10 El Imparcial, El Diario, etc., de 27 de enero de 1912.
11 El director de El País, don Trinidad Sánchez Santos, hizo la psicología de la situación en un editorial: "Manuel Ugarte, el esclarecido poeta argentino, no ha hablado aún, y ya se le aplaude, ya se le quiere, ya se le defiende, ya se le respeta, hasta entre las clases populares más ajenas a la gran política internacional. ¿Por qué? ¿Cuál es la causa oculta de que tal simpatía se demuestre a un hombre que aún no ha comenzado a dar sus anunciadas conferencias? "Vamos a tratar de explicar tan extraño fenómeno, aunque sea en breves líneas. Manuel Ugarte se ha presentado como el intérprete de una gran idea, latente en el alma de los latinoamericanos desde que la concibió el gran Bolívar: la unión de todos los países de América que tienen Sangre latina. Pero esta idea, con ser tan hermosa, no lleva en sí los elementos de una popularidad arrolladora, de esa popularidad que llega hasta las masas analfabetas y las sacude fuertemente, haciéndolas despertar de la inercia en que viven. "¿Qué ha visto el pueblo detrás de los ideales del escritor argentino? ¿Qué ha adivinado el infalible instinto popular a través de las gallardas teorías de Ugarte? "El pueblo ha deducido, con esa lógica de las multitudes, que es inflexible y certerísima que el ideal de la unión latinoamericana envuelve la idea grandemente popular del antiyanquismo, idea que podríamos decir llevan en sus tradiciones todos los países de habla española en el Continente americano y que en México ha venido a formar parte de nuestro patriotismo más rudimentario. "El hecho es que Ugarte no ha hablado, y ya es popular en México; el hecho verdaderamente inaudito es que Ugarte ha venido a México para dar conferencias a fin de convencer al pueblo respecto de determinada tesis, y antes de que hable por primera vez, ya el pueblo le está dando conferencias a Ugarte para persuadirlo de la tesis misma que trae en cartera. No recordamos un caso semejante en la historia." El País, de México, 30 de enero de 1912.

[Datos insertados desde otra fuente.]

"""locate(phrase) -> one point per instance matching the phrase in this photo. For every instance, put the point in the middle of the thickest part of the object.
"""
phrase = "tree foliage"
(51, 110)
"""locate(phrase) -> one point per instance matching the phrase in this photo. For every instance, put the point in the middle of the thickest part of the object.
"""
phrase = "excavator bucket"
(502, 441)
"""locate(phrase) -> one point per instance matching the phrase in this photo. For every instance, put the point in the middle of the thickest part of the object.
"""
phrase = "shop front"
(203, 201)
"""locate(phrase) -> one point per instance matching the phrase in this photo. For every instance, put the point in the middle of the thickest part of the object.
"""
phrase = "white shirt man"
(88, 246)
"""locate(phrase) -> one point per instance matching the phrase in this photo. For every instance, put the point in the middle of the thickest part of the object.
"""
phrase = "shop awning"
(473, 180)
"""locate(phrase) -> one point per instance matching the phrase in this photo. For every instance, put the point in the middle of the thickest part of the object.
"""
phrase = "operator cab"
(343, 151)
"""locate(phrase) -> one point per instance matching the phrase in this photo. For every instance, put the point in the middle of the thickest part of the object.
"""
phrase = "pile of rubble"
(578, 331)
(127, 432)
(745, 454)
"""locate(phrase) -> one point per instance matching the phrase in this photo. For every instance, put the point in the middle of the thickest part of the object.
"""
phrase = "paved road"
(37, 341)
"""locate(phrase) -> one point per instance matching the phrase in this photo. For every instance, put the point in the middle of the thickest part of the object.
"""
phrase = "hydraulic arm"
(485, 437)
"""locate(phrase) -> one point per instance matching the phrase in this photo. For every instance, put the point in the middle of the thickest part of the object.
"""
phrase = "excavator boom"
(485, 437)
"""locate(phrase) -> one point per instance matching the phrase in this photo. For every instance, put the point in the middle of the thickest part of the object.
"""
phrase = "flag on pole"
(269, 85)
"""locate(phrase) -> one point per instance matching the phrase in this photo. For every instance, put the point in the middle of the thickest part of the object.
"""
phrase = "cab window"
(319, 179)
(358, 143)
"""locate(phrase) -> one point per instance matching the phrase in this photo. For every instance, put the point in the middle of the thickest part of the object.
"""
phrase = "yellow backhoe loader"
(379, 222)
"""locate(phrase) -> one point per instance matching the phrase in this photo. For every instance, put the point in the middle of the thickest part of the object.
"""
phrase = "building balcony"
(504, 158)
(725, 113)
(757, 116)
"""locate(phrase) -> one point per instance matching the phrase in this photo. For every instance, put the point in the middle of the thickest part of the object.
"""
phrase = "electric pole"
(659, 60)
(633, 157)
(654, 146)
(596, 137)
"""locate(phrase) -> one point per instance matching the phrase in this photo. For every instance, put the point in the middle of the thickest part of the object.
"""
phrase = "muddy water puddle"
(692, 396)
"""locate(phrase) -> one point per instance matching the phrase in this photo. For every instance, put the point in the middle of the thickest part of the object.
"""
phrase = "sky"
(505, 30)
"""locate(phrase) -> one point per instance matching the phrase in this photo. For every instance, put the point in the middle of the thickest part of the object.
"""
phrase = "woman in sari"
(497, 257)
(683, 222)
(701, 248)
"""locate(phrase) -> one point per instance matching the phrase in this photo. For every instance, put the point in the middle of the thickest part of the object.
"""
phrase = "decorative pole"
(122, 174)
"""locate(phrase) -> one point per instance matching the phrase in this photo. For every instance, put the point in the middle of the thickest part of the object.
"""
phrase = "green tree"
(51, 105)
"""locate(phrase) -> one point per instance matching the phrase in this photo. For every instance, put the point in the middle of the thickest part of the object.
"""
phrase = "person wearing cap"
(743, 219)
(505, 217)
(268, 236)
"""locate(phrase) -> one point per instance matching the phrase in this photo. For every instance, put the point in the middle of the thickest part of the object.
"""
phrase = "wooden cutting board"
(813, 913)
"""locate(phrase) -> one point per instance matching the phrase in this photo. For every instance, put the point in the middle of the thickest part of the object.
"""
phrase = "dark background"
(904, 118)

12 "Me veo en la necesidad de decir que la buena fe del señor Ugarte ha sido sorprendida. El Gobierno actual es profundamente respetuoso de la libertad de pensamiento y de la libertad de palabra, y puede el público estar seguro de que ni la Secretaría de Relaciones Exteriores ni yo hemos intervenido directa ni indirectamente en lo relativo a las conferencias del señor Ugarte." La Prensa, 29 de enero de 1912.
13 La Prensa, 24 de enero de 1912.
14 "Nueva York, enero 23.—The New York Sun está publicando informaciones de México, en las que se comenta la oposición política que se ha suscitado para evitar que Manuel Ugarte celebre conferencias sobre la unión latinoamericana. Añade que Ugarte es tal vez el campeón más apasionado de la alianza latinoamericana en contra de los Estados Unidos. Se cree que la Embajada americana ha hecho uso de su influencia cerca del Gobierno mejicano para crear obstáculo al conferencista. En la noche en que llegó a México el poeta, muchos periodistas, escritores y estudiantes organizaron una manifestación, concurriendo a la estación del ferrocarril para recibirle; además, un número de políticos prominentes fue a Veracruz a darle la bienvenida.